Côté gendarmes, ce sont 42 psychologues qui sont déployés sur le territoire national mais aussi présents dans une partie des Dom-Tom et un numéro de téléphone nommé "Ecoute Défense" a été mis à leur disposition 24h/24 et 7 jours sur 7 pour les accompagner personnellement.

Ludovic*, gendarme, nous explique avoir déjà dû intervenir sur des cas de violences conjugales. "Tu vois les chiffres des violences domestiques à la télévision, c'est très impersonnel. Là, je le voyais de mes propres yeux. Ça secoue et ce n'est pas facile à voir."

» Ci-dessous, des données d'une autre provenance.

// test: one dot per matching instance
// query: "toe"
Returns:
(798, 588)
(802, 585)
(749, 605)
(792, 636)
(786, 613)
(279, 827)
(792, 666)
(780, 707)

Les psychologues sont des membres à part entière de l’institution. Lorsque des gendarmes ressentent le besoin d'aller consulter, ils peuvent y aller sans avoir l'accord de leur hiérarchie. Les motifs de consultation sont multiples. Ils peuvent être liés à ce qu’ils ont vécu en intervention comme les accidents graves ou une mort tragique. Les gendarmes ont accès à un suivi personnalisé et individualisé. Les psychologues interviennent aussi en amont pour prévenir le risque de stress post-traumatique.

"Si on intervient tôt, on a moins de risques que la situation se dégrade et que le nombre de symptômes s’enkystent", indique la capitaine Nathalie Severy, psychologue clinicienne à la gendarmerie.

Des psychologues débordés

Lors d'opérations difficiles, ces professionnels interviennent aussi pour le collectif de la gendarmerie. Lorsque c'est nécessaire, ils vont à la rencontre de la hiérarchie et des unités concernées pour les aiguiller. Des temps d'échanges peuvent être organisés pour verbaliser leur pratique et poser des mots sur ce que les gendarmes vivent, en groupe.

Toutefois, ces professionnels de santé sont souvent débordés par les demandes de consultation et un protocole a été signé pour augmenter les effectifs de psychologues de 42 à 85 d'ici 2027.

"Nous sommes beaucoup sollicités, mais nous voulons faciliter l’accès aux psychologues. L'année dernière, 5000 personnels ont été suivis dans toute la France", affirme Nathalie Severy.   

Pour cette psychologue clinicienne, consulter un psychologue est devenu moins tabou. Selon elle, les idées reçues sur leur profession commencent à s'estomper. Consulter un professionnel, n'est plus perçu comme une faiblesse. Les gendarmes poussent plus la porte pour se faire aider même "des officiers viennent consulter".

Mais malgré toutes ces aides proposées, au moins 15 gendarmes ont mis fin à leur jour depuis le début de l'année 2022, selon Libération. Du côté de la police au moins 34 se sont suicidés depuis janvier, selon l'Echo républicain. Nathalie Severy affirme que les psychologues redoublent de vigilance sur la prévention des actes suicidaires, l'amélioration de l'accès aux soins et surtout à destigmatiser le sujet de la santé mentale.